Before we start with the solution, let's recap a few basic concepts.
In probability theory and statistics, the geometric distribution is either of two discrete probability distributions:
- The probability distribution of the number X of Bernoulli trials needed to get one success, supported on the set { 1, 2, 3, ...}
- The probability distribution of the number Y = X − 1 of failures before the first success, supported on the set { 0, 1, 2, 3, ... }
Both of these distributions satisfy the property of being memoryless.

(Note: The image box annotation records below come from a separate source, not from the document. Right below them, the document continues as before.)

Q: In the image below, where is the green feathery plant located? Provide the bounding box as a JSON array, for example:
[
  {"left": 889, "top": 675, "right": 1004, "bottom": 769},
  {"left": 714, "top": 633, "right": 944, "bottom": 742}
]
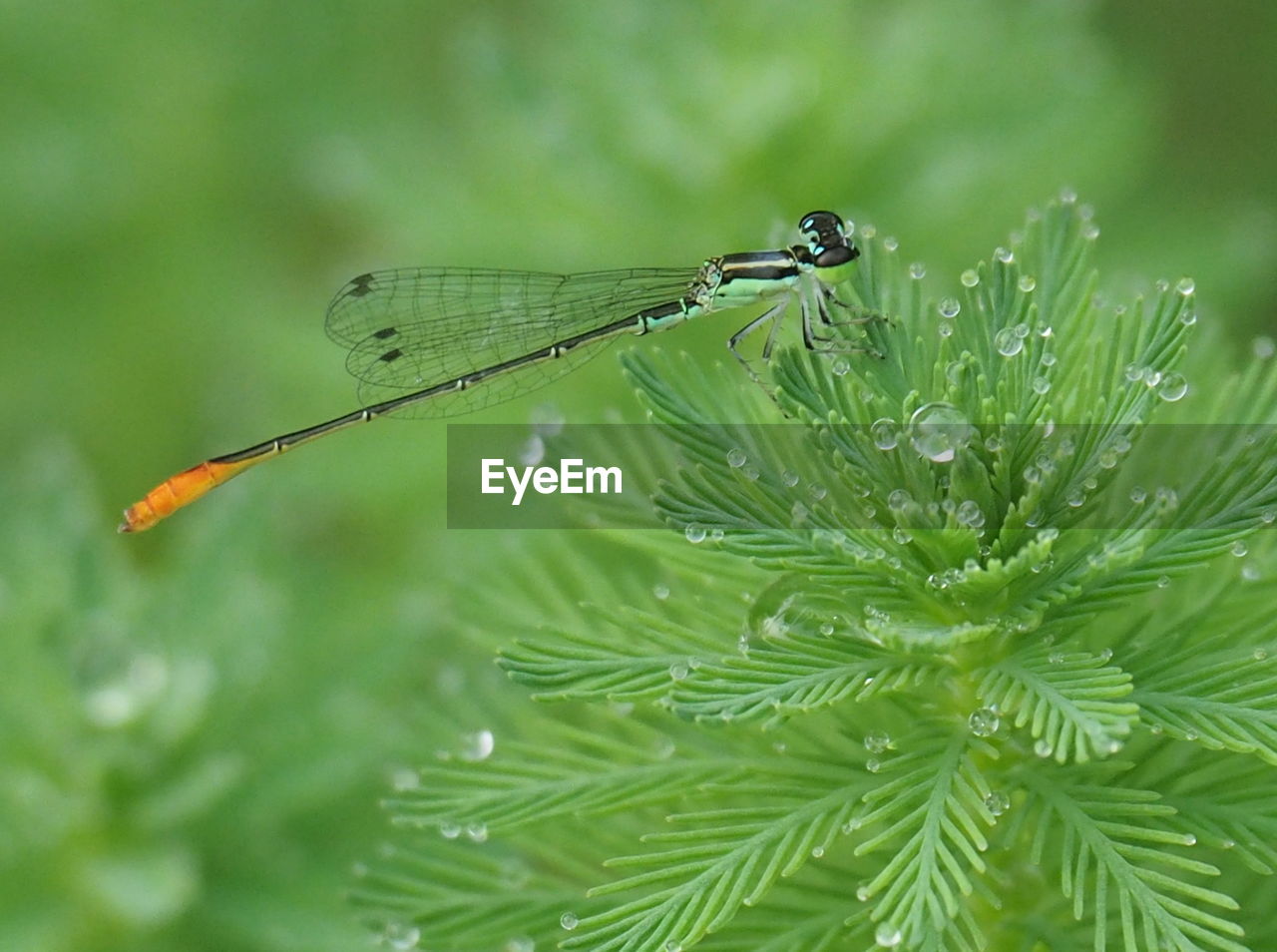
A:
[{"left": 355, "top": 196, "right": 1277, "bottom": 952}]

A statistic T(X1, ..., Xn) is said to be a sufficient statistic for a parameter θ if the conditional probability distribution of the data, given the statistic, does not depend on the parameter. That's what we want to prove for a geometrically distributed random sample and its sum.
Let's start the proof:
First, the relevant probability mass function is given by
P(Y = y) = (1 - p)^(y-1) * p, for y = 1, 2, 3, ...
Therefore, the join probability mass function of our sample y1, y2, ..., yn is given by
f(y1, y2, ..., yn; p) = (1 - p)^(y1 + y2 +. . . + yn - n) * p^n
Which equals to [p/(1 - p)]^n * (1 - p)^(y1 + y2 +. . . + yn)
Now, you could tell me that this expression seems to depend not only on the sum Y = y1 + y2 +. . . + yn of the random variables, but also in the number n of addends. However, in the context of this problem it's fair to assume that the number n of trials is known, and therefore, we have a function that only depends on the parameter p and the sum Y of the random variables.
Hence, Y = y1 + y2 +. . . + yn is a sufficient statistic for the parameter p in a geometrically distributed random sample.
Note: As a complement, it's worth noting that the sum of geometrically distributed random variables follows a negative binomial distribution. The expectation and the variance of a negative binomial distribution only are functions of the parameter p.